Review: Bad Moms
Bad Moms has three jokes going for it, but at least these three jokes are funny, and repeatedly so, which makes them bearable.
Joke #1: The three female protagonists, the titular Bad Moms (Kristen Bell, Kathryn Hahn and Mila Kunis) do their version of “bad” things, (such as invade a grocery store), set to a pop song and shot in slow motion. This sequence is repeated quite a few times throughout the film, and yet is funny because they are women, not men, and because their transgressions are not very transgressive, (the scenes feel very redolent of The Hangover, unsurprisingly so).
Joke #2: Kathryn Hahn says something filthy in a completely straightforward way. Surely there were a lot of ruined takes, and outtakes from the film will be filled with crack-ups.
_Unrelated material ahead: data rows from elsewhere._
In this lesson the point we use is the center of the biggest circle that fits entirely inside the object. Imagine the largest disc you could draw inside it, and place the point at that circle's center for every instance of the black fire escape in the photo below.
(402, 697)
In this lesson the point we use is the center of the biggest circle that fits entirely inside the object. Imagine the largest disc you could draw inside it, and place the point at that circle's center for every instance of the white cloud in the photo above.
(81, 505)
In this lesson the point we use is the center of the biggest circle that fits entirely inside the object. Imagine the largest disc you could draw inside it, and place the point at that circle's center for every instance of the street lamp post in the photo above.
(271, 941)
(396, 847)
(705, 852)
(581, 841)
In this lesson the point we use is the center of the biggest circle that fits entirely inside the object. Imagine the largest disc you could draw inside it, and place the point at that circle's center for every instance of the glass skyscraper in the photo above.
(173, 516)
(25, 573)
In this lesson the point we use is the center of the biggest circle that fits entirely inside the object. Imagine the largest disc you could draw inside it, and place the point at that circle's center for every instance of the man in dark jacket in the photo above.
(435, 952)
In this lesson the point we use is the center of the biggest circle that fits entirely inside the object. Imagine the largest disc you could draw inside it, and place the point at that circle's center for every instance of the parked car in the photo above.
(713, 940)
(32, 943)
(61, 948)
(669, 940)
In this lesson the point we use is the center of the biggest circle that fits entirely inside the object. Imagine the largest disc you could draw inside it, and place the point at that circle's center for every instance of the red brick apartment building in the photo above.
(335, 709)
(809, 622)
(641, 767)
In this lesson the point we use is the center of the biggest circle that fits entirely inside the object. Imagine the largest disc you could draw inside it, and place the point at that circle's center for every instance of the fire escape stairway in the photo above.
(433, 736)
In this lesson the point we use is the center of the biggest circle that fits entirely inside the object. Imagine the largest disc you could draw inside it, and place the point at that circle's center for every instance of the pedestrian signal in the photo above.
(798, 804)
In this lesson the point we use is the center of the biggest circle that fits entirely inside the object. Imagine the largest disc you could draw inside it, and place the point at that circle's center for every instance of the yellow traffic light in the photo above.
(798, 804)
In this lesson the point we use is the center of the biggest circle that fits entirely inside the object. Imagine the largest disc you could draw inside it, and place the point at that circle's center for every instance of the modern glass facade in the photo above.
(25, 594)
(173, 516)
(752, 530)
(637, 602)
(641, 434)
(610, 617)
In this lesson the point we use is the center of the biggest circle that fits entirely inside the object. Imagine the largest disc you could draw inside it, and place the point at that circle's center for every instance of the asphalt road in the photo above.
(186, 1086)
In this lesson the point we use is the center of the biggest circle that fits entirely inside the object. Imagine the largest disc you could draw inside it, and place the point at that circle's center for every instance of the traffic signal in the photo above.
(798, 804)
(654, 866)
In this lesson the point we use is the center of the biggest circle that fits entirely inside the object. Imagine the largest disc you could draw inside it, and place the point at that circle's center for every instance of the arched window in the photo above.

However, the film is a comedy (ostensibly), and other than Hahn and Annie Mumulo, none of the leads are comedic actresses (Bell, Jada Pinkett Smith, Christina Applegate, and especially the main lead Kunis are funny “in theory”, but in practice the main leads just are not that funny, which makes Hahn stand out even more (again, this parallels The Hangover, which divided comedic Ed Helms, Ken Jeong and Zach Galafanakis with the non-comic Bradley Cooper and Justin Bartha, left on a rooftop for much of the first film).
Joke #3: Kunis works at a start-up (a coffee company), and most of the employees, especially her boss Dale (Clark Duke), are not only younger than her, but she is the only adult working at the place, as the others are man and woman-children, (definitely shades of The Hangover).
The fact that writer-directors Jon Lucas and Scott Moore created the Hangover films (and The Change-Up) before focusing on the plight of the Mom should come as little surprise. This film too is stuffed with surprise cameos and super easy targets and yet somehow feels a little like Mean Girls as well.
Essentially, when Bad Moms is trying to be funny, it’s funny. When it’s trying to be poignant, it’s less effective. The less said about Kunis’s Amy and her relationship with her husband Mike (David Walton), the better. In fact, every scene in which Kunis is trying to be pathetic is simply unbelievable because she is far too young and eye-catching to be out of touch and frumpy. The film at its most artificial simply seems artificial and needs to stick with the funny, (there is a poignant mid-credit sequence, but it’s mainly free of artifice).
Tonally, Bad Moms is back and forth, (and does not really establish if being a Bad Mom is the right thing to do or not). But in the end, it doesn’t really matter as long as the moral is to notice, cherish and celebrate our mothers.